Regia di Laurent Cantet vedi scheda film
L’azienda è da sempre luogo di conflitti sociali fra chi la dirige e chi, pur “subendola”, in essa riconosce il proprio mezzo di sostentamento. ovvero chi deve tutto all’azienda in quanto questa consente di farlo sentire un ingranaggio, per quanto piccolo, utile. Utile (una parola di un valore immenso, per ogni uomo).
Ergo spesso e volentieri neanche la riconoscenza più cieca e servile si dimostra sufficiente a soddisfare la più tipica ragione sociale del fare impresa (ovvero, realizzare utili).
Laurent Cantet (nella doppia veste di regista e sceneggiatore) prova, allora, a sollevare una discussione sulla dura condizione del lavoro operaio (dalla notte dei tempi alla mercè dei capricci, finanche cinici, di chi detiene il potere decisionale) a partire dalla rappresentazione del confronto-scontro fra le due sue anime più tradizionali, cui, però, si aggiunge la “mina vagante” costituita dallo stagista Franck (Jalil Lespert), cui è demandato di compiere una difficile scelta di campo; fra la legittima aspirazione di ascesa della scala sociale e la preoccupazione di preservare il posto di alcuni colleghi (ovvero di salvare la propria dignità ed il proprio valore di uomo giusto, non ancora asservito alle logiche del profitto a tutti i costi).

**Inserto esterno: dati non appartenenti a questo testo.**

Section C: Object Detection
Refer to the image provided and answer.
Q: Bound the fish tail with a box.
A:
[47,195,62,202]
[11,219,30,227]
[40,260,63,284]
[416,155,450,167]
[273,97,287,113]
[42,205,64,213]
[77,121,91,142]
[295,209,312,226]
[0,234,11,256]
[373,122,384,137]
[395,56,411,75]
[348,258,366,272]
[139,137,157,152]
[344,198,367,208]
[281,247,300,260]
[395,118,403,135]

Una mina vagante perché ancora scevro di un’identitaria coscienza di classe. Perché ancora ispirato dalla purezza delle formule accademiche. Perché ancora ignaro del reale significato della “disillusione”. Una mina vagante come molti. Come noi.
Benché lo spunto gli venga dato dall’approvazione, in Francia, qualche lustro fa, di una legge sulla riduzione dell’orario di lavoro a 35 ore settimanali, l’opera di Cantet è un esperimento filmico di strettissima attualità, animato dalle migliori intenzioni. Epperò è, per l’appunto, un esperimento; un’opera apprezzabile, ma non riuscita del tutto. A volte maldestra (eccessi poco credibili e artifizi narrativi non mancano); altre volte, però, riesce a trovare le parole giuste per smuovere le acque intorbidate dall’assuefazione e dalla rassegnazione.
Come quando viene espressa una semplice coppia, tranchant, di domande.
«E tu. Qual è il tuo posto? Dove andrai?».